Extracts are great.
Extracts are awful
Two common thoughts on extracts are they are both good and bad. The good thing about extracts from the end user of a published dashboard is that it means any interaction with the dashboard is going to be nice and zippy. It should load quickly and any filtering, actions etc should be nice and fluid. Thats because we are no longer having to do the round trip to the database. Normally with a published workbook that uses a live data connection Tableau Server has quite a bit to do
First it has to send the query to the underlying database where-ever that may be.
The query is run on the database and takes time to run. If its a complex query, or if its retrieved thousands or millions of rows of data thats gonna take time.
Then, the data gets returned back to the server and Tableau can then go about checking the data through the filters and finally can then think about rendering the sheets and bring up the dashboard.
All the while the user just sees
going round and round and round and round. And this is not great. I blame Google. We are so impatient now and waiting for more than a few seconds for a dashboard to load up, particuarly one that we might have to use often is a right miserable experience. So what can we do to get around this and make our users happy?
Extracts to the Rescue!
What’s great about a data extract is that it reduced all the chatter back and forth to the database. Instead, you simply ask for the data once and then keep a copy of it with your workbook/dashboard. Then every time someone looks at the published dashboard you are looking at the local copy of the data, which means fast interaction and happy users.
Ok, but what about the downsides to doing that? Well the major issue with an extract is that once you take the copy of the data in the extract it becomes stale. Any new data in the underlying database will not get reflected in the extract, until you refresh it. Now thats not too much of a problem as when you publish the extract you can inform Tableau Server to automatically refresh the extract at a certain frequency (which have been set-up by your lovely Server admins). So now we have a dashboard thats fast for the end user, is updating based on a set frequency and all is well in the world.
Well…..yes that’s true, but now, whenever one of your users loads up the dashboard, how do they know how old that data is, and that it’s not from a live connection, but an extract. Here’s what you can do. There are two automatic values that can be added to a worksheet, “Data Source Name” and “Data Update Time” What these do is take the name of the current data source that’s being used in the worksheet and makes it visible in your view.
Take this for example. Its a simple barchart with a simple title thats connected to a copy of superstore that i’ve called Superstore Extract, as its an extract.

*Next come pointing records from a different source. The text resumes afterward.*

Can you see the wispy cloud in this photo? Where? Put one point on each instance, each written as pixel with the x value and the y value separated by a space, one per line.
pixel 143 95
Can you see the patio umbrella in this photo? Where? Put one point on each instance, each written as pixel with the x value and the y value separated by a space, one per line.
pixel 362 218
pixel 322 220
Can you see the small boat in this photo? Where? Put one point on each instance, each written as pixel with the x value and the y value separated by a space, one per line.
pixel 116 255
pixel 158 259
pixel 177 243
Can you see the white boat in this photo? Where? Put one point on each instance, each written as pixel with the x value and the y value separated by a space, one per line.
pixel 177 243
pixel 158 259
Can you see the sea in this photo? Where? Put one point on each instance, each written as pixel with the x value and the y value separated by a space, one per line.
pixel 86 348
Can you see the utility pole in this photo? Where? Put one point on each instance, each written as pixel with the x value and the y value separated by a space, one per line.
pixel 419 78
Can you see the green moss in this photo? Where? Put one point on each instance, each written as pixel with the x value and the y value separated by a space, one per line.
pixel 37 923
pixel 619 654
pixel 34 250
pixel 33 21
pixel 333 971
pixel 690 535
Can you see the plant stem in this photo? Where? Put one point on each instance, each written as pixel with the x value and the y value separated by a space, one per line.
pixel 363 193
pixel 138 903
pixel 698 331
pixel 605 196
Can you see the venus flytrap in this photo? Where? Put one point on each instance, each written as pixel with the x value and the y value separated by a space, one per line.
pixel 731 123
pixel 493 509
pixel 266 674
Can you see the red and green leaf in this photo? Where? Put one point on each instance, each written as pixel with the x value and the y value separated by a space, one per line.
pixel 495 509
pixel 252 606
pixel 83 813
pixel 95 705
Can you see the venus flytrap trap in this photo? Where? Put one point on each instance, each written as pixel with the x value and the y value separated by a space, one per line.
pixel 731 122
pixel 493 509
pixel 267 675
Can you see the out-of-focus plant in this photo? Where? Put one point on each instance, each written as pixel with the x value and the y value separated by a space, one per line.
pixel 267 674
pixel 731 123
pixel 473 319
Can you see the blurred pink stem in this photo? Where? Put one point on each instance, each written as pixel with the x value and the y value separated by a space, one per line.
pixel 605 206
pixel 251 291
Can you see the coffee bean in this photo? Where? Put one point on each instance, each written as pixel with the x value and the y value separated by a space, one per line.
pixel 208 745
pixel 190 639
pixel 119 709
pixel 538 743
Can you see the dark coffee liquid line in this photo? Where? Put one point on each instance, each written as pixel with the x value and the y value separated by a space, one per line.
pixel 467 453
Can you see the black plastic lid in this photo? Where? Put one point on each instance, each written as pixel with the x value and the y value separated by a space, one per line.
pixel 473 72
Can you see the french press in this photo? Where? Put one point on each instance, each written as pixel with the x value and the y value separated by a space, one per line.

Now if i publish this my user has no idea that its from an an extract, but i want them to know that, and also when the data was extracts. So i can make use of the automatic function by clicking on Insert and adding the “Data Source Name” and “Data Update Time” to the title, add a little formatting and you get something like this
If this is now published to Server, and set-up to refresh on a schedule, whenever my user opens it up they will see where the data came from, that its an extract and when the extract last updated so they know that the data they are looking at is 4 hours old, or a week old, whatever.
This doesn’t just work for extracts, it can also be used for a live direct connection, in that case the data update time will be when the page was last refreshed as thats when the call to the database occurred.
By making use of “Data Source Name” and “Data Update Time” you can take advantage of the speed of extracts at the point of use and mitigate the issue of stale data by informing your users that what they are looking at is not live.